CIMAHI – Pemerintah Kota Cimahi kembali menyalurkan Bantuan Beras Sejahtera Daerah (Rastrada) Termin III Tahun 2025 kepada masyarakat tidak mampu. Penyaluran berlangsung di Aula Kelurahan Utama, Kecamatan Cimahi Selatan, Kamis (11/9), dan dihadiri langsung Wali Kota Cimahi Ngatiyana bersama jajaran pejabat terkait.
Pada kegiatan kali ini, Wali Kota menyerahkan secara simbolis beras premium kepada keluarga penerima manfaat. Prioritas diberikan kepada masyarakat miskin, terutama penyandang disabilitas dan lanjut usia. Setiap keluarga penerima manfaat memperoleh 30 kilogram beras untuk tiga bulan, meliputi Juli, Agustus, dan September. Tahun ini, program Rastrada menyasar 2.250 keluarga penerima manfaat di 15 kelurahan se-Kota Cimahi. Angka ini meningkat dari 1.500 keluarga pada tahun sebelumnya.
“Dengan adanya bantuan Rastrada ini, kebutuhan dasar pangan pokok beras bagi masyarakat tidak mampu dapat terpenuhi sehingga meringankan beban pengeluaran mereka,” kata Ngatiyana.
Rastrada pertama kali digulirkan Pemkot Cimahi pada 2018 untuk menjangkau keluarga miskin yang belum terakomodir dalam Program Bantuan Pangan Non Tunai (BPNT) atau Program Sembako dari pemerintah pusat. Melalui alokasi APBD, Pemkot Cimahi berkomitmen menjaga keberlanjutan program ini. Proses penyaluran dilakukan secara langsung kepada keluarga penerima manfaat yang telah diverifikasi dengan kriteria sosial ekonomi yang berlaku.
Selain bantuan beras, pemerintah kota juga menggelar pasar murah di setiap kecamatan hingga tingkat kelurahan. Hingga September 2025, sebanyak 12 ton beras telah digelontorkan untuk menekan dampak kenaikan harga beras. “Karena itu, kami terus berupaya menghadirkan solusi agar masyarakat tetap terbantu,” ujar Wali Kota.
Pemkot Cimahi juga memperluas jangkauan bantuan melalui program pendidikan gratis bagi warga kurang mampu. Melalui kerja sama dengan Politeknik TEDC, sebanyak 106 mahasiswa dari keluarga penerima manfaat bisa melanjutkan pendidikan D3 atau D4 tanpa biaya. Program ini diharapkan membuka akses pendidikan sekaligus jalur kerja bagi generasi muda.
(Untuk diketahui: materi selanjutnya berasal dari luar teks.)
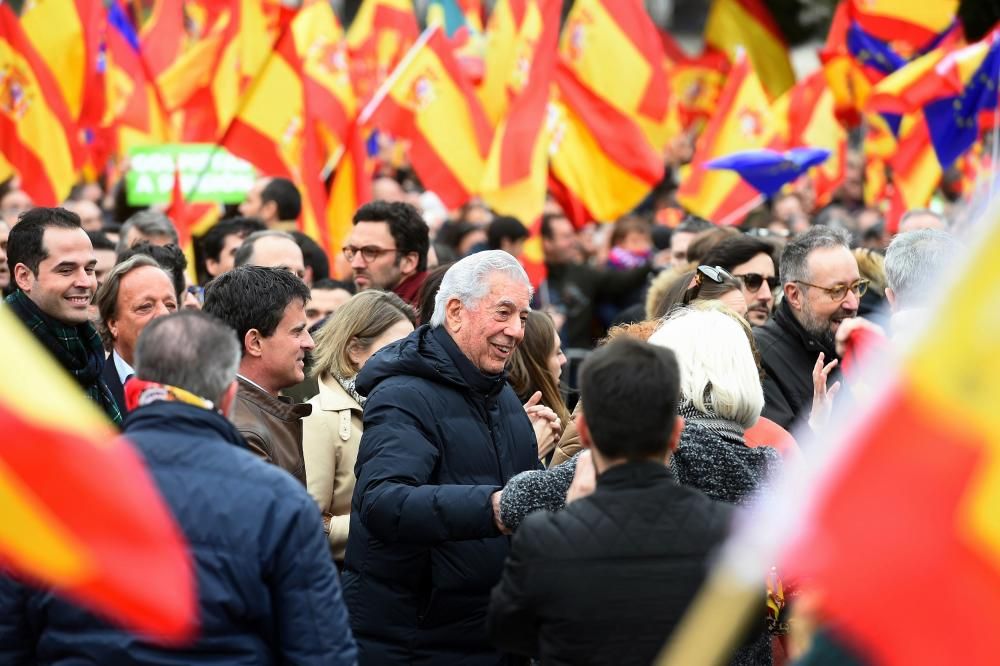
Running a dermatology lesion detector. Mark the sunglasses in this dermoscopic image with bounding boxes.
[733,273,779,291]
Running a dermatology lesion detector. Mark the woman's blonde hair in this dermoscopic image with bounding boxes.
[649,308,764,428]
[309,289,417,379]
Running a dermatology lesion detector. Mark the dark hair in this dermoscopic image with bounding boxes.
[200,217,267,261]
[312,278,358,296]
[135,310,242,407]
[417,261,455,324]
[7,208,83,282]
[115,241,187,303]
[260,178,302,220]
[580,337,680,460]
[354,201,431,272]
[87,231,117,252]
[701,234,774,272]
[486,215,528,250]
[291,231,330,284]
[541,213,572,240]
[202,265,309,351]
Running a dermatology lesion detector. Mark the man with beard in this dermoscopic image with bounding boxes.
[754,227,868,428]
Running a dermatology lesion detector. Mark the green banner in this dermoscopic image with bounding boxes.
[125,143,257,206]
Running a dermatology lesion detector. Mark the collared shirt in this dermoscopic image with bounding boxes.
[111,350,135,386]
[236,372,274,395]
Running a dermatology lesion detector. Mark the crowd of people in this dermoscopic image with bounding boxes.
[0,167,961,665]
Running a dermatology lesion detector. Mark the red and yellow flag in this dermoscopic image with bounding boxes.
[347,0,420,101]
[0,304,198,643]
[548,63,664,222]
[0,4,83,206]
[677,56,776,225]
[784,207,1000,666]
[480,0,562,224]
[705,0,795,99]
[771,71,847,207]
[559,0,670,152]
[362,27,493,209]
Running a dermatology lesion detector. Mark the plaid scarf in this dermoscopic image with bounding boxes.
[6,289,122,426]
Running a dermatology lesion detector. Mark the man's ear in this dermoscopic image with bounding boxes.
[573,410,594,449]
[14,263,38,292]
[444,298,465,333]
[243,328,264,358]
[399,252,420,276]
[783,282,806,310]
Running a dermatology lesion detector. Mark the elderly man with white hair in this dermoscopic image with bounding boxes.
[344,250,539,665]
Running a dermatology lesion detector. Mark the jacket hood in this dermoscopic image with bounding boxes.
[357,324,507,397]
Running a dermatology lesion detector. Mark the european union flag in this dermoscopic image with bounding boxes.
[705,148,830,197]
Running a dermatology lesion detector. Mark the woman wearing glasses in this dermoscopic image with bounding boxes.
[302,289,416,562]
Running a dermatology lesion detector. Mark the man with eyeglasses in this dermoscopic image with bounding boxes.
[702,235,778,326]
[344,201,430,307]
[754,226,868,428]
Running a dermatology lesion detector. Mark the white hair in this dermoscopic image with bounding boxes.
[430,250,531,328]
[649,308,764,428]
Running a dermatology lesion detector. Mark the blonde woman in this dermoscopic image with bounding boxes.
[302,290,416,562]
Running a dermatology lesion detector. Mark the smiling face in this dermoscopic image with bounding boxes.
[107,266,177,365]
[447,273,531,375]
[14,227,97,326]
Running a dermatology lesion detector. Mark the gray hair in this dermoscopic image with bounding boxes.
[430,250,531,328]
[94,254,173,349]
[780,227,851,285]
[233,229,298,268]
[115,210,179,254]
[885,229,962,307]
[135,310,242,406]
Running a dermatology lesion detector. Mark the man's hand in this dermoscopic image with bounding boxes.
[809,352,843,432]
[566,450,597,504]
[490,490,511,534]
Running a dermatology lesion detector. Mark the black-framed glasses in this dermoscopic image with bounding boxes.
[694,266,736,284]
[343,245,399,262]
[796,279,871,301]
[733,273,779,291]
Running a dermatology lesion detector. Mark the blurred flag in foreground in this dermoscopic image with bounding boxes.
[0,308,198,643]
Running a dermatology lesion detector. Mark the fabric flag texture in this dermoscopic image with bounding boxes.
[0,308,198,643]
[705,0,795,99]
[0,4,84,206]
[705,148,830,197]
[480,0,561,224]
[677,57,775,225]
[784,207,1000,666]
[362,26,493,209]
[559,0,670,151]
[547,63,664,224]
Ngatiyana menegaskan transparansi dan akuntabilitas akan terus dijaga dalam setiap penyaluran bantuan, dengan prioritas kepada masyarakat miskin, disabilitas, dan lanjut usia. “Ini bukti pemerintah hadir di tengah masyarakat, tidak hanya dalam bentuk bantuan pangan, tetapi juga memberi kesempatan pendidikan,” tegasnya.